Formalmente si lascia ispirare da una moltitudine di estetiche perfettamente incorporate nella sua cifra pittorica dove vive un equilibrio fra un certo automatismo surrealista e un misterioso astrattismo lirico, tra ispirazione massmediatica e suggerimenti del linguaggio pop. Un connubio di stili sottolineato da un rutilante cromatismo. Sono pagine della sua fantasia che però sembrano messaggi che arrivano da un mondo lontano, forse un passato che ritorna. Domina su tutte le opere un aspetto favolistico se non visionario.
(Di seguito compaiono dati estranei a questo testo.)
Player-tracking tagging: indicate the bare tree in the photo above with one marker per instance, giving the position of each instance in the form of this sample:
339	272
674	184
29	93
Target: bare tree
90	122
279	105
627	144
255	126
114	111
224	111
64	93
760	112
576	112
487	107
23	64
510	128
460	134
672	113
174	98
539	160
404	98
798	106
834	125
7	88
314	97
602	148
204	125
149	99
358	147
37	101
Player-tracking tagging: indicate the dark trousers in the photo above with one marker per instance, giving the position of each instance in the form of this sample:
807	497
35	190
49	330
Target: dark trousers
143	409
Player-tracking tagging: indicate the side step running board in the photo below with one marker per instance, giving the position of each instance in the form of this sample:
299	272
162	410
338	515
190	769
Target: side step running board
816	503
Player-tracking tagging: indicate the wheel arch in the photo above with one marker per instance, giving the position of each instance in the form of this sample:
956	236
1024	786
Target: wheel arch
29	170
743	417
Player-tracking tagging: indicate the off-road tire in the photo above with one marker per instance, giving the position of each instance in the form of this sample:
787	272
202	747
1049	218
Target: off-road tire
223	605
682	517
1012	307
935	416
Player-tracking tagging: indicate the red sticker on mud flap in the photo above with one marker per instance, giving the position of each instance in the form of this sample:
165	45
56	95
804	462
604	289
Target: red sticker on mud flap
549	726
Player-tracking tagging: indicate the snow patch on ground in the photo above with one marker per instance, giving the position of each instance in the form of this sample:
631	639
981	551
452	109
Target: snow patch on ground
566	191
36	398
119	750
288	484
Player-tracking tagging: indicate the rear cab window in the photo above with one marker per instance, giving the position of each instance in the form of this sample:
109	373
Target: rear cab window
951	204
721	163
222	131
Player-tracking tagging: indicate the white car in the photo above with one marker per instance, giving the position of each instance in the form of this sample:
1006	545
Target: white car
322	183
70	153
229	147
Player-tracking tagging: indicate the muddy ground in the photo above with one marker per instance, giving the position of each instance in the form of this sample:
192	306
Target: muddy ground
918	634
E’ la creazione di una scrittura per immagini esemplificate.
L’artista nel dipingere rischiara una parte del suo inconscio, che prima era oscuro, invisibile, incognito e lo illumina utilizzando il colore. A volte accende il suo scenario di tinte calde, ma perlopiù il suo operare contiene qualcosa di umbratile, di lunare, di notturno. E’ un intrico di segni, personaggi, elementi fantastici che volano su dissolvenze cromatiche, che saturano completamente la superficie pittorica. E’ un fluire continuo di simboli ridotti al limite del graffitismo, segni sospesi nel vuoto che aspirano ad un legame, ad un’unione. Raffigurazioni umane, perlopiù femminili e animali si intrecciano e si mescolano e cercano una storia attingendo all’osmosi fra segno e diversi livelli di realtà trasfigurata, fra emotività e rappresentazione.
E’ una pittura che sembra suggerirci che la bellezza del mondo risiede nella pluralità dei suoi orizzonti, nel fascino degli enigmi che vivono nella nostra mente e che hanno urgenza di manifestarsi, in un momento di incantata sospensione della realtà.